Subject: [Condor-users] Windows XP Condor 7.4.0 Quill Issues
We currently have set up Quill and postgres
with Condor. Everything appeared to work initially, but there were a couple
problems.
First, the response time for submitted
jobs went from no time spent as Idle to over an hour before the job executed.
Second, after a day or so we started
getting errors such as this one emailed to the condor administrator:
This is an automated email from the Condor system
on machine "IGSKBACBLT106.domain". Do not reply.
"C:\Condor/bin/condor_quill.exe" on "IGSKBACBLT106.domain"
exited with status 4.
Condor will automatically restart this process in 11 seconds.
*** Last 20 line(s) of file C:\Condor/log/QuillLog:
SessionDuration = "86400"
NewSession = "YES"
RemoteVersion = "$CondorVersion: 7.4.0 Oct 31 2009 BuildID: 193173
$"
ServerCommandSock = "<IP:1662>"
Command = 60010
AuthCommand = 60008
07/02 20:37:33 condor_write(fd=1716 <IP:3596>,,size=505,timeout=20,flags=0)
07/02 20:37:33 condor_read(fd=1716 <IP:3596>,,size=5,timeout=20,flags=0)
07/02 20:37:34 condor_read(): fd=1716
07/02 20:37:54 condor_read(): select returned 0
07/02 20:37:56 condor_read(): timeout reading 5 bytes from <IP:3596>.
07/02 20:37:57 IO: Failed to read packet header
07/02 20:37:58 Stream::get(int) failed to read padding
07/02 20:37:59 Failed to read ClassAd size.
07/02 20:37:59 SECMAN: no classad from server, failing
07/02 20:38:00 CLOSE <IP:1688> fd=1716
07/02 20:38:01 SECMAN: unable to create security session to <IP:3596>
via TCP, failing.
07/02 20:38:02 ERROR: SECMAN:2004:Failed to create security session to
<IP:3596> with TCP.|SECMAN:2007:Failed to end classad message.
07/02 20:38:05 DaemonCore: startCommand() to <IP:3596> failed. SendAliveToParent()
failed.
07/02 20:38:06 ERROR "FAILED TO SEND INITIAL KEEP ALIVE TO OUR PARENT
<IP:3596>" at line 9310 in file ..\src\condor_daemon_core.V6\daemon_core.cpp
*** End of file QuillLog
Third, machines in our pool started
to drop off until our pool was no longer functioning. As a result we disabled
Quill and everything went back to normal.

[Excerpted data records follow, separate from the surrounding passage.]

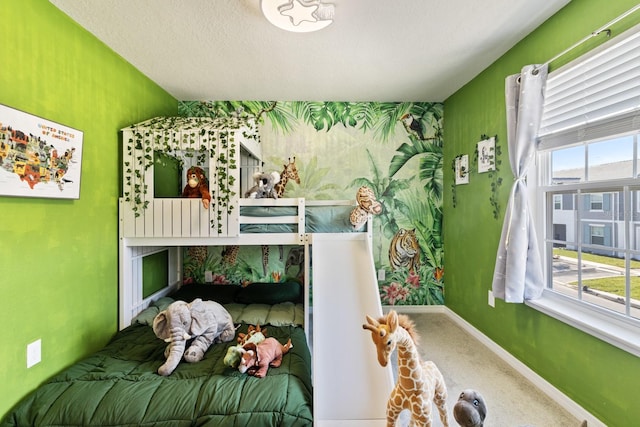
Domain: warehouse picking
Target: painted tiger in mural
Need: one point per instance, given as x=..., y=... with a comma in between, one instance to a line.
x=404, y=250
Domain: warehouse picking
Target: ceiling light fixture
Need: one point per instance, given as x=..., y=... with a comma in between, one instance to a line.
x=300, y=16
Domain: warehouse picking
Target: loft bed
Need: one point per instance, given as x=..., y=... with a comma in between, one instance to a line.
x=230, y=152
x=119, y=384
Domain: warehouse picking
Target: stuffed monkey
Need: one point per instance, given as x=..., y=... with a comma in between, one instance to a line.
x=197, y=186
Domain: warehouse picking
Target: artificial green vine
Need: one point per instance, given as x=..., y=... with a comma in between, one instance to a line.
x=194, y=137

Also, when Quill is initially enabled,
the postgres tables were populated as expected and everything looked good.
We have Quill, postgres and CM on the
same server but because our pool is small enough (~50 cores) we did not
think this should be the problem. Our server and noes are all windows XP.
We are using NTSSPI and SSL for security.